Pachtrecht: wijziging bestemming, inrichting en gedaante van verpacht onroerend goed

In deze bijdrage bespreken wij – aan de hand van literatuur, jurisprudentie en praktijkervaring – welke mogelijkheden de pachter tot zijn beschikking heeft als hij de bestemming, inrichting of gedaante van het gepachte wil wijzigen en in hoeverre de verpachter hem hierin kan dwarsbomen. Eerst schetsen we het juridisch kader, mede aan de hand van de parlementaire geschiedenis. Vervolgens werken we dit uit aan de hand van enkele voorbeelden en sluiten we deze bijdrage af met enkele uitspraken van Pachtkamers en Grondkamers.

Wat is pachtrecht?

Het pachtrecht is een bijzondere vorm van agrarisch recht en regelt pachtovereenkomsten, waarbij een verpachter agrarische grond en opstallen in gebruik geeft aan een pachter tegen een pachtsom. Het verschilt van huur doordat er specifieke agrarische regels gelden, zoals een maximale prijs, verplichte registratie bij de Grondkamer en extra bescherming voor de pachter. In het pachtrecht spelen regelmatig vragen over de wijziging van bestemming, inrichting en gedaante van verpacht onroerend goed. Artikel 7:348 lid 1 BW bepaalt:

De pachter is niet bevoegd de bestemming, inrichting of gedaante van het gepachte geheel of gedeeltelijk te veranderen, dan na schriftelijke toestemming van de verpachter, tenzij het gaat om veranderingen en toevoegingen die bij het einde van de pacht zonder noemenswaardige kosten kunnen worden ongedaan gemaakt en verwijderd.

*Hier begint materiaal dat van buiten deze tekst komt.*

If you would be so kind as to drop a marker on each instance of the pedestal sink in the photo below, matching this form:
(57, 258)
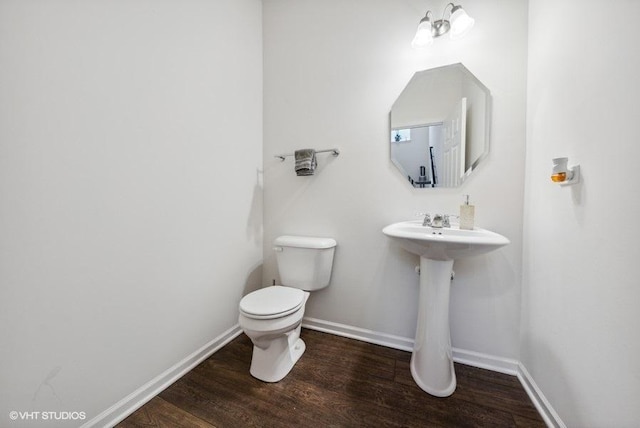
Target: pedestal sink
(431, 361)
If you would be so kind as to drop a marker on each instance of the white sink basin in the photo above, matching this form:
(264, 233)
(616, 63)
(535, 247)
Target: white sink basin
(431, 361)
(445, 243)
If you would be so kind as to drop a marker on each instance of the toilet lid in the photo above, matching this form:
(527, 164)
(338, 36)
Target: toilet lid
(272, 302)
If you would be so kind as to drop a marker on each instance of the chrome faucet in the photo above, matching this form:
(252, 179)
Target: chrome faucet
(437, 221)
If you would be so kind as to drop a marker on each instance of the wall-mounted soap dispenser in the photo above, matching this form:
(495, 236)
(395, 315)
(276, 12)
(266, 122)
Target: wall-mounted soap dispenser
(467, 214)
(564, 175)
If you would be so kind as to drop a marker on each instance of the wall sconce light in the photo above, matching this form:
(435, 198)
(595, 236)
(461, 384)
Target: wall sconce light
(564, 175)
(458, 24)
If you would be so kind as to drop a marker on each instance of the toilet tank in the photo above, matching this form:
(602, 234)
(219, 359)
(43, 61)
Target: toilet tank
(304, 262)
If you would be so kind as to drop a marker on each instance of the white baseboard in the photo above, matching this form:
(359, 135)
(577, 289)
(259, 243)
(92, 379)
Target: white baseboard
(470, 358)
(364, 335)
(142, 395)
(551, 418)
(485, 361)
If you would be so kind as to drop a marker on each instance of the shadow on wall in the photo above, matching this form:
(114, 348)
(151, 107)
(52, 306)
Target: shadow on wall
(562, 388)
(253, 281)
(254, 221)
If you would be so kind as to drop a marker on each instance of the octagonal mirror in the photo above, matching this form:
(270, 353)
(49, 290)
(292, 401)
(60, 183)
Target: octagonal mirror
(440, 127)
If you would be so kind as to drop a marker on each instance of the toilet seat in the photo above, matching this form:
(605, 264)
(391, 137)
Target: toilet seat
(272, 302)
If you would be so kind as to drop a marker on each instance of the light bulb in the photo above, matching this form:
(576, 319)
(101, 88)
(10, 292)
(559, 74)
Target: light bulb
(461, 23)
(423, 35)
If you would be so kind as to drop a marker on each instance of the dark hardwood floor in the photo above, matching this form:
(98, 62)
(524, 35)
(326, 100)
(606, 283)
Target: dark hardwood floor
(338, 382)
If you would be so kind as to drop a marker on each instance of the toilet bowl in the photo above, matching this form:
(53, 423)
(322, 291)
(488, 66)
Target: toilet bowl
(272, 317)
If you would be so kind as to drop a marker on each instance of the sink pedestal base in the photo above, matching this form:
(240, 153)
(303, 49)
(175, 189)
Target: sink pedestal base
(431, 361)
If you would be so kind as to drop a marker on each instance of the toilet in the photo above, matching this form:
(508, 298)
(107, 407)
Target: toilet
(272, 316)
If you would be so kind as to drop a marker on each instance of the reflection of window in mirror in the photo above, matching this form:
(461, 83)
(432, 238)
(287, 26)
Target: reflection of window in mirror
(400, 135)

De bepaling is grotendeels gelijk wat al gold onder het oude recht (artikel 30 lid 1 Pachtwet) met dien verstande dat de zinssnede “tenzij het gaat om veranderingen en toevoegingen die bij het einde van de pacht zonder noemenswaardige kosten kunnen worden ongedaan maakt en verwijderd” is toegevoegd.

Het juridisch kader omtrent pachtrecht

Pachtovereenkomsten, met name uiteraard de reguliere overeenkomsten, zijn duurovereenkomsten waarbij pachter en verpachter soms al enkele generaties een contractuele relatie met elkaar hebben. Het landbouwbedrijf anno 2025 is volstrekt niet meer te vergelijken met een bedrijf uit – pakweg – de jaren ’60. Steekwoorden in dit verband zijn o.a. mechanisering, schaalvergroting, automatisering en intensivering. Een pachter die niet met zijn tijd is meegegaan zal over het algemeen geen levensvatbaar bedrijf kunnen overdragen aan zijn kinderen en het zou onwenselijk zijn als de verpachter alle initiatieven van de pachter om zijn bedrijf verder te ontwikkelen, zou kunnen blokkeren. De pachter moet hier een zekere speelruimte hebben.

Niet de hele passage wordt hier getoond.